We're about due for a Bad Winter, according to the old-timers. We get a rough winter roughly every 10 years, they say, and it's been about a decade since our last Bad Winter. so we're due.
Why is it that some people have to be so curmudgeonly, such downers? After all, the world already has enough talk radio hosts. Some folks simply can't be happy unless they're upset about something, I guess.
But back to winter. It's already too late for our current winter to qualify as a Bad Winter. Bad Winters arrive early and stay late, like an obnoxious in-law who comes for Thanksgiving and is still munching Cheetos on your couch when Memorial Day rolls around.
There are folks who actually look forward to Bad Winters. This is mainly because it feels good to tell kids how tough it was "back when," such as that Bad Winter when the snow was so deep you could go sledding off the barn roof.
I am old enough to be able to recall several Bad Winters. One of the most memorable was my 18th winter, when I was the live-in hired hand at a Hartford dairy farm.
Shortly after starting my job in the first week of November, a Bad Winter came roaring down from the north. It shrieked and howled, turning the rolling brown prairie into a frozen ocean of tortured white waves.
A brittle, Siberia-like cold descended. Men and machines creaked and groaned when they first moved each morning.
After morning chores the boss and I would report to the house where his wife would serve us a hearty breakfast. The boss would then lay down on the floor for a half-hour nap. During this hiatus I had no choice but to watch "The Price Is Right" and discuss topics of the day with Holly, the boss's three-year-old granddaughter.
Holly was proud of her coloring abilities. She would often make up stories about what she was coloring: this blue rabbit is hiding from a fox, this purple and orange cow is looking for her calf.
Holly schooled me about the proper way to hold a crayon and I reciprocated by teaching her how to wink.
The Bad Winter wore on and on. One day it regarded us puny humans with a baleful eye and decided that we weren't suffering enough. The next storm arrived with a fanatical fury, lashing us with windchills normally associated with the formation of permafrost.

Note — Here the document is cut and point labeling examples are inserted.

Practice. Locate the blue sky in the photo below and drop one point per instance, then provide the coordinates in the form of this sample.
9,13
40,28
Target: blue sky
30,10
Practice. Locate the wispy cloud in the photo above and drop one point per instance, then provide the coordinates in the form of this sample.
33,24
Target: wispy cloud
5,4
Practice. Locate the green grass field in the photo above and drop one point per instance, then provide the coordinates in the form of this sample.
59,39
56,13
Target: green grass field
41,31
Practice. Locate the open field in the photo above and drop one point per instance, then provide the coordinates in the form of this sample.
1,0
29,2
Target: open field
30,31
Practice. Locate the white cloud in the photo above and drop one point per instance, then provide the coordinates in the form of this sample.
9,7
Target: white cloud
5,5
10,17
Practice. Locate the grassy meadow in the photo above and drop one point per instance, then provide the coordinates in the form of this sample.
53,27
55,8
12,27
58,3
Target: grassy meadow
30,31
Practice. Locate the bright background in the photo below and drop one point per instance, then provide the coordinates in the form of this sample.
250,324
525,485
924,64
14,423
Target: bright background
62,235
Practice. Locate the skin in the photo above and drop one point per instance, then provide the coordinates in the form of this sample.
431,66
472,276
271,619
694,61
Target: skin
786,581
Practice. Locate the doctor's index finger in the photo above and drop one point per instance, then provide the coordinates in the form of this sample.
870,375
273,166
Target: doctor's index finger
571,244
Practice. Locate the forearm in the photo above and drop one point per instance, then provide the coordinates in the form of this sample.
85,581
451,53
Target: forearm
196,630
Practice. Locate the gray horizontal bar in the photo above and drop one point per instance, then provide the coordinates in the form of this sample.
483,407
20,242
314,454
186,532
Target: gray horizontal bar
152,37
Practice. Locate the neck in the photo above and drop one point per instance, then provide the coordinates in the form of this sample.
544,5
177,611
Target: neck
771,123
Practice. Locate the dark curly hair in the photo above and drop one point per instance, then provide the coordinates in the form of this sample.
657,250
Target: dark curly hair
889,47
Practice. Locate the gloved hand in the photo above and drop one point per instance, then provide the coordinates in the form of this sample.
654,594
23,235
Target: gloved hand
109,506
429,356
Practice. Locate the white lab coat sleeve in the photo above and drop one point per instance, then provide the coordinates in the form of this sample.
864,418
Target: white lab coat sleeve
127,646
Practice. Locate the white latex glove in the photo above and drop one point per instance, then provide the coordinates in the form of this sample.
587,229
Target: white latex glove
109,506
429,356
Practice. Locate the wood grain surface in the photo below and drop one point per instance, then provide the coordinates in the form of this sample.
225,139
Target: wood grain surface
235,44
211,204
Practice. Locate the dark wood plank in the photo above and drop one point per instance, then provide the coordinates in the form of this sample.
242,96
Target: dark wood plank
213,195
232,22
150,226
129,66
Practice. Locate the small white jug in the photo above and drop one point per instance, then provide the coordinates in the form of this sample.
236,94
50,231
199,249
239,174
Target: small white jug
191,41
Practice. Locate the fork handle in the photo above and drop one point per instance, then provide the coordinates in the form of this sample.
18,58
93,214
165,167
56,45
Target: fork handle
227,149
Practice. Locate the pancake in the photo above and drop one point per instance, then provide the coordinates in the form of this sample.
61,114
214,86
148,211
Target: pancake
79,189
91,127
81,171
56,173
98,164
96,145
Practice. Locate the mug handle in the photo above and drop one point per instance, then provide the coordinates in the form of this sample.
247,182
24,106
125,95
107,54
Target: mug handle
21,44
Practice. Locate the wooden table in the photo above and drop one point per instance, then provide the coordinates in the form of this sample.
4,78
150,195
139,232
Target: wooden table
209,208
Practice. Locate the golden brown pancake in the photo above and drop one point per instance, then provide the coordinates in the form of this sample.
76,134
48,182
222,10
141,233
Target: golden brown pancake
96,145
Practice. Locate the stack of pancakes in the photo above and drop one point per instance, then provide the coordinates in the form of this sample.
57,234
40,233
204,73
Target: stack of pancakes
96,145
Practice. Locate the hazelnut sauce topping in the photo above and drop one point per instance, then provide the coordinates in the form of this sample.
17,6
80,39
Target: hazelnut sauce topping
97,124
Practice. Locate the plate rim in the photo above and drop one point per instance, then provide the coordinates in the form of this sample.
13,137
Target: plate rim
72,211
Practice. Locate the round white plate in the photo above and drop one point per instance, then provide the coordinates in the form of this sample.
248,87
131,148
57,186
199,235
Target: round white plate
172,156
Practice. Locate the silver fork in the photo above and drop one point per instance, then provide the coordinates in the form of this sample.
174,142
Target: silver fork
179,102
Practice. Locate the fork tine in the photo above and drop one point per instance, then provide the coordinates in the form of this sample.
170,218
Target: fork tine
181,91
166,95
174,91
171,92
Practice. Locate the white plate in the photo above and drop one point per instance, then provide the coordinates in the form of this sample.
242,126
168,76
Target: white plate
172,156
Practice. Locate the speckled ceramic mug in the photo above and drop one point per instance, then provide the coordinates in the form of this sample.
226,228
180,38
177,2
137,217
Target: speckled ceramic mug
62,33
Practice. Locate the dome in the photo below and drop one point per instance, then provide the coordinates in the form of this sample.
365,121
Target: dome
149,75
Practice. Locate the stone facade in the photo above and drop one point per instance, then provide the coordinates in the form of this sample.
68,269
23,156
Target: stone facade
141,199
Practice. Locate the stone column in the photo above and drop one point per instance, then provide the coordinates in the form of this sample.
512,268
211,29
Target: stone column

Chores seemed to take forever in that deep, deadly cold. The snow creaked underfoot, a sound that's about as enjoyable as fingernails on a chalkboard.
We heard a distant rumble as we finished morning chores. The milk truck had foundered in a snowdrift several hundred yards from the driveway, and I was summarily "volunteered" to walk out to the truck and help the driver shovel.
Outside the shelter of the trees the windchill cooled the atmosphere to the point where it became a liquid. Slogging through the slushy air, I realized that my only hope for surviving would be to shovel fast and hard.
After freeing the milk truck, I walked back and reported for breakfast. The boss was already engaged in his nap and Holly was quietly coloring. Glancing up from her work, Holly appraised me and announced, "Your nose looks funny."